An Iranian advisor welcomes the U.S. president's New Year wish for a new beginning in relations but says Tehran seeks changes in U.S. Mideast policies before it will agree to rapprochement.

March 21, 2009|Borzou Daragahi

BEIRUT — Iran reacted with cautious praise Friday to President Obama's Persian New Year overture for a new beginning in relations, coolly resorting to its default rhetoric whenever an American leader tries to make nice: Thanks, but change your policies, then we'll talk.

In Tehran, the ruling establishment clearly regards Obama's conciliatory gestures with suspicion. Officials worry that his encouragement to rejoin the community of nations is actually aimed at dividing Tehran's leadership and paving the way for greater isolation.

The conservative and hard-line political factions now dominating the Islamic Republic suspect that the new U.S. administration's softened rhetoric is a diplomatic outreach meant to fail. Any resistance from Iran, they believe, would persuade now-reluctant leaders in China and Russia to take tougher action against the Islamic Republic.

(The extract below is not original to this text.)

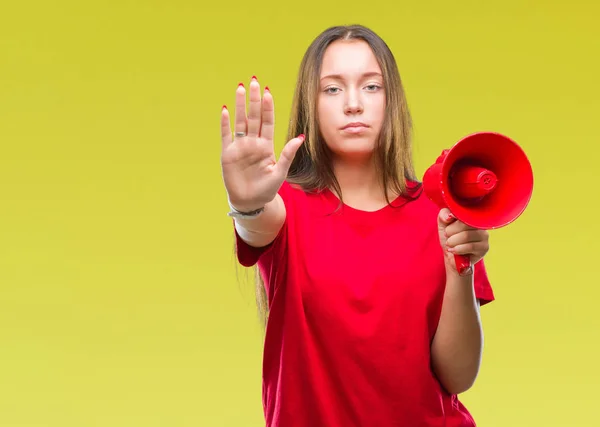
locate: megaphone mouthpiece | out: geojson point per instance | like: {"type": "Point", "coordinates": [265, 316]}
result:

The suspicion was reinforced by the release of another Persian New Year's greeting, from Israeli President Shimon Peres, who urged Iranians to set aside their country's nuclear ambitions on the premise "that your children cannot eat enriched uranium."

The Israeli move is likely to undermine Obama's message, reinforcing Iran's belief that the U.S. and Israel are formulating an Iran policy that is more subtle than that of the Bush administration, but just as hostile.

Despite Obama's personal popularity among ordinary Iranians, officials in Tehran see his gestures as a potentially threatening attempt to repackage rather than reformulate U.S. policies. They believe he could regain international credibility and support for the long-held Washington strategy of keeping Iran isolated and afraid.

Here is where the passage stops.